Sending and Receiving Cloud Events with Kafka

Cloud Events is a specification for describing events. It aims to ease interoperability. With the rise of event-driven architecture, it’s not surprising to see Cloud Events gaining popularity.

This post explains how you can generate and consume Cloud Events using Quarkus, Kafka, and Reactive Messaging.

What is Cloud Event?

First, let’s look at the why. Events are everywhere. Many modern systems are using events one way or another. Events can be used to implement event sourcing, communicate facts, trigger out-of-band processing, or send notifications. Events become an essential piece of any system.

Yet event publishers tend to describe events differently. I don’t mean the content is different, but the envelope and the event’s format are heterogeneous, even if these events transit on the same event mesh. Some applications choose JSON and encode everything in the event’s payload; some other systems prefer binary formats, such as Avro or Protobuf, and use the protocol capability, such as headers or properties, to transport metadata about the wrapped payload. While event-driven architecture claims to ease the integration with external systems, this disparity is doing the opposite. It’s not rare to need a specific event translator with the only purpose to adapt events from one format to another.

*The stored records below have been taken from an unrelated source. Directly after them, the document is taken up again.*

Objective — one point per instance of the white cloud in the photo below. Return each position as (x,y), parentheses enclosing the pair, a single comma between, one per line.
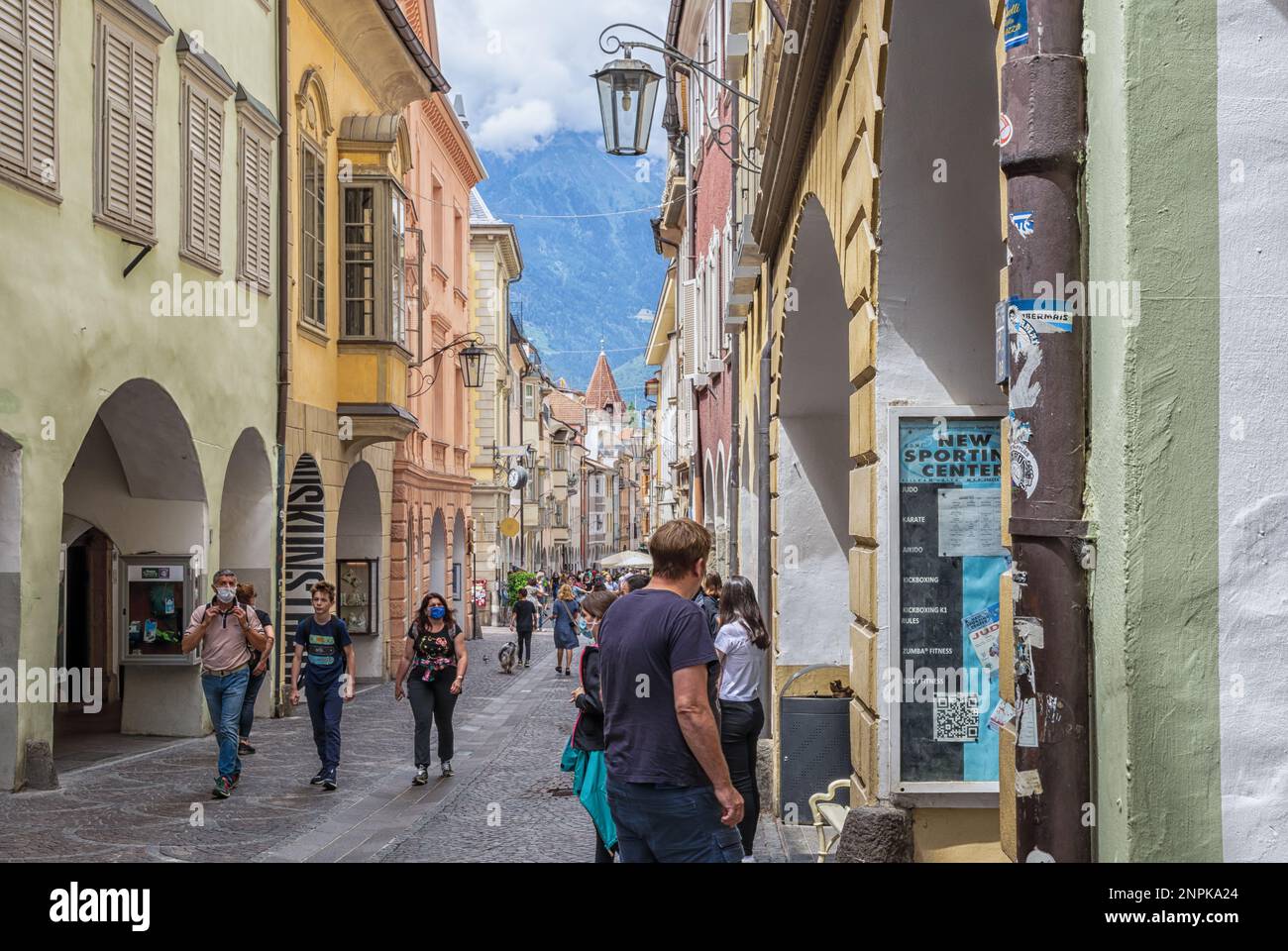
(524,67)
(516,128)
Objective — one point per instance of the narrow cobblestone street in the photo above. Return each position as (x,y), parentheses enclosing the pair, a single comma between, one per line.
(507,800)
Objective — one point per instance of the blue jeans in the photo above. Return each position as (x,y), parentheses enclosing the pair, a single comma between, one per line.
(248,716)
(671,823)
(224,696)
(325,709)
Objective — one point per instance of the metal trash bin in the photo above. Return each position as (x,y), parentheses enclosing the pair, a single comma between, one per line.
(814,749)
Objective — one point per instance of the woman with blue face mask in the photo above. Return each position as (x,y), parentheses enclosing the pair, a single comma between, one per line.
(434,664)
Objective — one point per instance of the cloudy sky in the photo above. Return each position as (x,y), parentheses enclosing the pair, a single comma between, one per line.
(523,65)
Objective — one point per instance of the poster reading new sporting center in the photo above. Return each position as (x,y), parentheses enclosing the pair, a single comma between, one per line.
(951,561)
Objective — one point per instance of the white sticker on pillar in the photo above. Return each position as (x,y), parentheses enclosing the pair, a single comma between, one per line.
(1028,735)
(1024,468)
(1028,784)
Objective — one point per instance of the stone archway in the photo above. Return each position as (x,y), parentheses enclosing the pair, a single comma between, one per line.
(812,457)
(438,556)
(136,500)
(359,551)
(459,569)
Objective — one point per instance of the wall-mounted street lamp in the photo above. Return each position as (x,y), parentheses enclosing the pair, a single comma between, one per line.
(627,93)
(472,356)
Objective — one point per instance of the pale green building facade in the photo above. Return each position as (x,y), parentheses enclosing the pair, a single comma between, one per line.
(138,372)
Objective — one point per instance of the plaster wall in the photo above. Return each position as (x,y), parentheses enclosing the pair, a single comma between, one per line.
(1252,115)
(939,249)
(67,352)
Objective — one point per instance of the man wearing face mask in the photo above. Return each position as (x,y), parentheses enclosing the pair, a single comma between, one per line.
(226,633)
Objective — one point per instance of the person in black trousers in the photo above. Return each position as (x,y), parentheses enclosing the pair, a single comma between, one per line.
(741,646)
(522,620)
(437,660)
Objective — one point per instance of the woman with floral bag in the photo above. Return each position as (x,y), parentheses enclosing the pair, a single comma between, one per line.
(433,664)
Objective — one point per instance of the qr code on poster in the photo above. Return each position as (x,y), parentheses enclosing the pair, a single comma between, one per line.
(956,718)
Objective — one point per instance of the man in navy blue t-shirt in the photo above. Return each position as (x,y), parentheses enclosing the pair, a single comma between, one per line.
(669,785)
(329,678)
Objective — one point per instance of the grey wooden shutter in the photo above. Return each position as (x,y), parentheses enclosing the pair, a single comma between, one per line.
(13,85)
(265,200)
(214,171)
(143,95)
(248,241)
(117,178)
(196,204)
(42,72)
(690,326)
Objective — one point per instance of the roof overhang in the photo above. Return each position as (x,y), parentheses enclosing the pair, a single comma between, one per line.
(382,50)
(664,322)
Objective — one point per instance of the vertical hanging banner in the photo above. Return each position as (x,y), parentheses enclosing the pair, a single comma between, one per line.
(1016,31)
(951,561)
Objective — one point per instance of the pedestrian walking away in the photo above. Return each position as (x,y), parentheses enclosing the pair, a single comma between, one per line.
(584,757)
(227,633)
(433,667)
(566,630)
(522,619)
(259,665)
(741,646)
(329,678)
(708,599)
(669,785)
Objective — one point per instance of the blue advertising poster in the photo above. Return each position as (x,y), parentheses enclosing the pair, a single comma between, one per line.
(951,562)
(1017,29)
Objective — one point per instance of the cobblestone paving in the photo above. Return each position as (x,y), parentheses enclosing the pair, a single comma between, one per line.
(507,801)
(158,806)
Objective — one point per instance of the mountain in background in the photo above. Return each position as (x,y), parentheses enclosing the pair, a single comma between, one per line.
(585,278)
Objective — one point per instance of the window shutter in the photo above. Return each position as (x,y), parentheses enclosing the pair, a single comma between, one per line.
(197,146)
(688,325)
(143,94)
(43,52)
(117,140)
(13,95)
(265,219)
(214,170)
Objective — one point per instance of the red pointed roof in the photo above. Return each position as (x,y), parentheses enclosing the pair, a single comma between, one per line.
(603,388)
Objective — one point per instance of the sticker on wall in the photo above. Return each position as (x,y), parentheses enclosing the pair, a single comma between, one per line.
(1016,31)
(1024,470)
(1030,632)
(983,628)
(1028,784)
(1024,222)
(1033,316)
(1003,714)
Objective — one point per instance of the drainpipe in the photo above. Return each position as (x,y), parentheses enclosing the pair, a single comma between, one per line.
(735,363)
(283,341)
(764,570)
(1043,94)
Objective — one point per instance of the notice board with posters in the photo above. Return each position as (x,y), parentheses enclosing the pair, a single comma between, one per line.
(945,568)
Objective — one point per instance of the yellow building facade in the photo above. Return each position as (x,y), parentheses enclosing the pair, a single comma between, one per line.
(352,75)
(837,182)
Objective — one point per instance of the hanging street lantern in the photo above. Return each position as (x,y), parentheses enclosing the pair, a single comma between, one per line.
(473,360)
(627,95)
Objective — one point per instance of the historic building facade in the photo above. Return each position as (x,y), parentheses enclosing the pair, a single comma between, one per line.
(353,71)
(137,428)
(433,484)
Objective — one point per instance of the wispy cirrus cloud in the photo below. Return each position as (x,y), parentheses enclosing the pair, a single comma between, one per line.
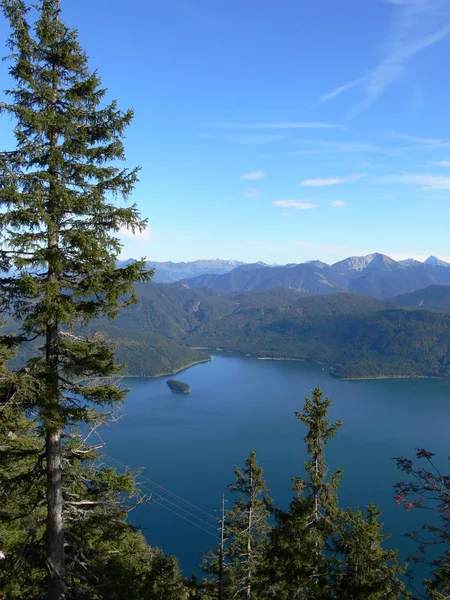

So, what’s Cloud Event? Cloud Event proposes a common way to describe events. The goal is, obviously, interoperability and easing the integration burden. Cloud Event 1.0 was released almost a year ago. Over the past year, many Cloud Providers adopted this format, such as Azure and Oracle. Several middlewares have also added support for Cloud Events, such as Knative, Kogito, Debezium, and Quarkus.

Show me some examples!

Ok, so, how does it look? The easiest way to understand Cloud Event is to look at one of them:

{
    "specversion" : "1.0",
    "id" : "O234-345-890",
    "source" : "https://reactive-coffee-shop.io/1234/order",
    "type" : "me.escoffier.coffee.Order",
    "subject" : "order",
    "time" : "2020-11-25T09:05:00Z",
    "datacontenttype" : "application/json",
    "data" : "{\"name\": \"clement\", \"order\":\"espresso\"}",
    "custom-attribute" : "some custom value"
}

This event is described in JSON, but that’s just one of the possibilities. Let’s look at the fields.

First, the specversion indicates which version of Cloud Event it is using (1.0). The id field provides an id for that specific event. The source attribute is a URI identifying the event source, i.e., the context in which an event happened or the application that emitted that specific event. Combining the id and the source provides a unique identifier. Such uniqueness is essential to implement idempotence and handle potential duplicates. The type is the last mandatory attribute. It indicates the type of the event. Here, I use the fully qualified class name, but you can imagine anything. It should refer to the kind of event you have defined in your system.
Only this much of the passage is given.